If by next Friday the Bolivian Cinema and Audiovisual Development Agency (Adecine) does not honor the debt of two efforts for Ibermedia memberships, Bolivian cinema will be orphaned, without financial support, reported Viviana Saavedra del Castillo, director and producer film and audiovisual executive.
Ibermedia is a program to encourage the co-production and co-development of fiction, documentary and animation films and series, made in the community made up of 23 countries: Argentina, Bolivia, Brazil, Colombia, Costa Rica, Cuba, Chile, Ecuador, El Salvador, Spain, Guatemala, Honduras, Italy, Mexico, Nicaragua, Panama, Paraguay, Peru, Portugal, Puerto Rico, the Dominican Republic, Uruguay and Venezuela.
Saavedra, also director of Bolivia Lab, explained that Bolivia owes some 300,000 dollars to the international organization for adhesions corresponding to the 2021-2022 administrations and, if the debt is not honored, the national cinematography will not enjoy financial support for the projects that They are on the verge of materializing.
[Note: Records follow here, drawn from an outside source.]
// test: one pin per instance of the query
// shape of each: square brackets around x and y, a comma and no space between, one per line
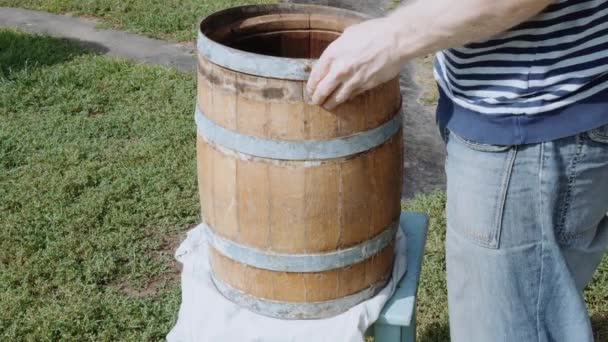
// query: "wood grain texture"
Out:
[276,109]
[303,287]
[298,207]
[295,207]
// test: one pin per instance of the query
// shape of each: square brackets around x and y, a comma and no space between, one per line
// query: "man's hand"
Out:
[363,57]
[372,52]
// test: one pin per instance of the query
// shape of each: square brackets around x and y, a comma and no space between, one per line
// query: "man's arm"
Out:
[374,51]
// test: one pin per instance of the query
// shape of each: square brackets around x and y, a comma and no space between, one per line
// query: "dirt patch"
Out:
[164,253]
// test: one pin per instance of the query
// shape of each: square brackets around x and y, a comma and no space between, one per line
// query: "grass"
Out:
[97,187]
[174,20]
[97,184]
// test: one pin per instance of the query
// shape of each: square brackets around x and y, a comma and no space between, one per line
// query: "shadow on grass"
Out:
[441,332]
[436,332]
[22,51]
[600,326]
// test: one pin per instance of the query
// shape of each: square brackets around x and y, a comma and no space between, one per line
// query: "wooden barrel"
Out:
[300,204]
The film director reported that the Government, through the Foreign Ministry, promised Ibermedia to settle the debt in the first quarter of this year, that is, until March 31, an obligation that has not been fulfilled to date, which is why the film producers decided to send notes of support directly to President Luis Arce Catacora.
“Germán Monge (Adecine’s director) began the process at the Ministry of Culture and this is referred to Foreign Relations and this goes to the Ministry of Economy, that is the route of the process for payment, although there is no certainty that the document is in that division,” he said.
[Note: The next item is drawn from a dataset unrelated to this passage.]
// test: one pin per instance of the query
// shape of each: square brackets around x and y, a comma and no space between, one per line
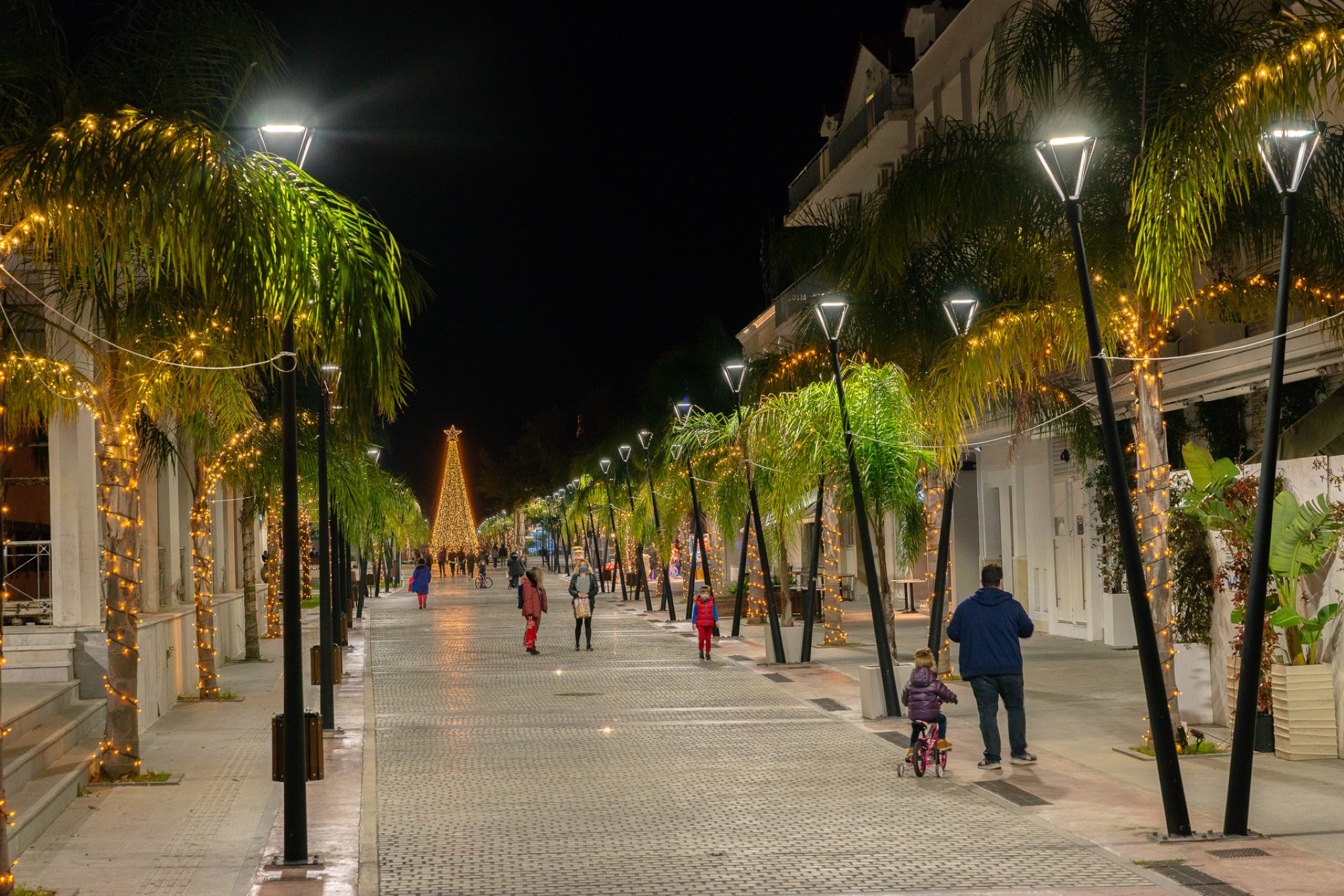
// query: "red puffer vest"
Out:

Later, he said that Bolivia is in category C of the Ibermedia Program, for which its annual quota reaches 150 thousand dollars.
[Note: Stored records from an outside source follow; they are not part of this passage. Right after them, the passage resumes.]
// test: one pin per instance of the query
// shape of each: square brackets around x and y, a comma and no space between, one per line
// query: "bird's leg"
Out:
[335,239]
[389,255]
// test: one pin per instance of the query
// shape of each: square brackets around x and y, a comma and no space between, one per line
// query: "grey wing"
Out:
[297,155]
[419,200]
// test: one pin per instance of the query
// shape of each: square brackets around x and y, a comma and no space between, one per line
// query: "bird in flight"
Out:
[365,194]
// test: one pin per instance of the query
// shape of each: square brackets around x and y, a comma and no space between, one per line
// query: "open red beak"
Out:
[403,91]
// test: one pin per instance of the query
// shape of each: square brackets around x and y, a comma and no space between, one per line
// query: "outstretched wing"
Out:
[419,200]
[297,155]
“Bolivia is among the countries with the least quotas; Those 150,000 dollars that he contributes in a management go into a common bag, where others put much more money. The total sum is distributed to the projects that are endorsed by the Technical Unit of the international organization”, he maintained in time to point out that in recent years Bolivian cinema has received double what it contributes each year.
“Without these resources, we disappear from the map in the international context, since films like Utama, which have won so many awards, among others, documentaries, fiction, have received funds from Ibermedia and have allowed them to shoot their films,” said Saavedra.
Later, he reported that four to five national films are favored each time Ibermedia’s financial support is given.
Meanwhile, film producers remain on the lookout, confident that the Government will disburse the economic resources in the following days.